Australian Dollar to Decline Amid Broad-Based Risk Aversion
Fundamental Forecast for Australian Dollar: Bearish
- Australian Dollar at Multi-Decade High, Reversal Risk Mounting
- Speculative Positioning Suggests Aussie Dollar is Nearing Top
The Australian Dollar continues to be driven by risk sentiment trends, with AUDUSD showing a firm correlation with the MSCI World Stock Index. With confidence under assault from multiple fronts in the week ahead, the path of least resistance appears to lead lower as falling shares pull the high-yielding antipodean currency along for the ride. Sellers have their pick of reasons to push risky assets lower, with the range of headwinds facing sentiment broadly divided into economic and geopolitical factors.

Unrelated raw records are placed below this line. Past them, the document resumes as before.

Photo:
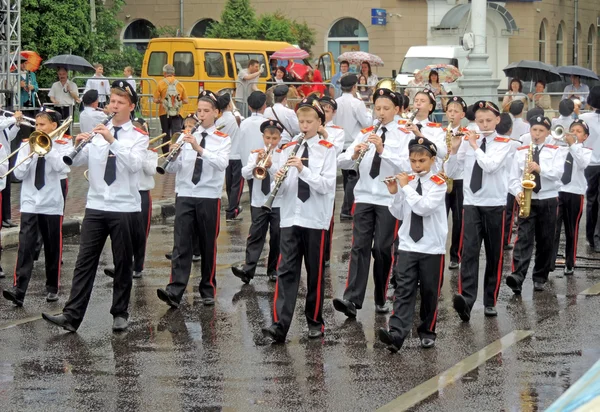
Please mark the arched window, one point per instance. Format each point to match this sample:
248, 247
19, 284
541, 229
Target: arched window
559, 45
542, 42
138, 34
347, 35
200, 28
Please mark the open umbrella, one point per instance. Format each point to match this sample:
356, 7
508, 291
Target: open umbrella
533, 70
290, 53
577, 71
358, 57
69, 62
447, 73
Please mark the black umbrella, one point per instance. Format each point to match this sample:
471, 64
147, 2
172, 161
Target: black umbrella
532, 70
69, 62
577, 71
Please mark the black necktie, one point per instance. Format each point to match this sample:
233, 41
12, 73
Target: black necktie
568, 173
376, 165
198, 166
477, 174
416, 221
40, 171
303, 189
110, 172
536, 159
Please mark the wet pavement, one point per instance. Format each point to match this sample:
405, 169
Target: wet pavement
215, 358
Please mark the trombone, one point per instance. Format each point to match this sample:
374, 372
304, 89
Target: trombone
40, 143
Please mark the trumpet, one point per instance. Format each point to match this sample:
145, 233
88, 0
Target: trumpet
68, 159
40, 143
260, 170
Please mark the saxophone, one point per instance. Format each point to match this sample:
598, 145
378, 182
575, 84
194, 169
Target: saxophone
528, 184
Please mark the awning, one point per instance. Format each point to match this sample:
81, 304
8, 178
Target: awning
455, 15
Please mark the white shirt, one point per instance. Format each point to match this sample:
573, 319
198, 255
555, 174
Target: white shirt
520, 127
593, 140
90, 118
101, 84
581, 160
215, 158
130, 150
394, 159
320, 175
231, 128
148, 170
61, 93
49, 199
258, 198
493, 163
287, 117
250, 136
552, 165
352, 115
431, 206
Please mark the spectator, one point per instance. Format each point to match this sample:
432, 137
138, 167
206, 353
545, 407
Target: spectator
247, 81
100, 83
335, 89
170, 95
576, 90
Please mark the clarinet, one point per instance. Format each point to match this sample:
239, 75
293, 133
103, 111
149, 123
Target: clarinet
269, 203
68, 159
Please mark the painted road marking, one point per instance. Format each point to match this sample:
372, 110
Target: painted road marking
439, 382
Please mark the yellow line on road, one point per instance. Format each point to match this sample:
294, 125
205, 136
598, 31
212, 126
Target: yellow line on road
435, 384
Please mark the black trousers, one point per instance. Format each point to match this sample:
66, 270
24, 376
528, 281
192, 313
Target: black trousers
374, 230
170, 125
97, 225
349, 183
570, 209
592, 175
140, 234
512, 207
416, 272
50, 226
454, 203
298, 243
234, 185
482, 224
205, 215
538, 227
262, 222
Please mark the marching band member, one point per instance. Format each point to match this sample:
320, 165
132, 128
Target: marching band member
375, 228
42, 206
200, 169
422, 249
547, 168
483, 163
262, 220
307, 195
114, 156
352, 116
571, 193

On the economic front, Europe and the US both appear problematic. In the States, economists’ expectations call for a week of cooling top-tier economic data culminating in a flat Nonfarm Payrolls report. Softer performance in the world’s top consumer market will weigh on global recovery expectations and risk appetite at large, especially so considering the uptrend in economic data surprises (as tracked by Citibank) that held from early December was decisively broken two weeks ago. Meanwhile, the March 24-25 EU leaders’ summit failed to address the immediate threats posed by rising sovereign risk in Portugal and Spain, opting to focus on the permanent bailout mechanism that will kick in 2013 when current arrangements expire. Finally, considerable uncertainty still surrounds Japan and the toll that the Tohoku earthquake will take on global recovery, all the while the threat of a serious nuclear disaster at Fukushima Daiichi continues to linger.

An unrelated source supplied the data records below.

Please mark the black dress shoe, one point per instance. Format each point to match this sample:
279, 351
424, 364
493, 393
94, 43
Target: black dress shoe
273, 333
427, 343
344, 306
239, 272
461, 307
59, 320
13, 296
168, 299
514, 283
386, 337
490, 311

Sizing up the geopolitical landscape, things do not appear much more encouraging. Turmoil in Bahrain – a proxy case for any protest movement that may arise in Saudi Arabia, the world’s top oil producer – has eased somewhat after GCC troops entered the fray, but their very presence in Manama hints the ruling Al-Khalifa regime feels far from at ease. In the meantime, tensions have increased in Syria, Jordan and Yemen, while UN troops continue to engage the forces of Muammar Qaddafi in Libya. The unrest pushed oil prices to close at $105.40/barrel last week, the highest in 30 months, and crude is likely to continue marching higher to the detriment of global economic growth expectations as long as reports of bloodshed continue to fill the headlines.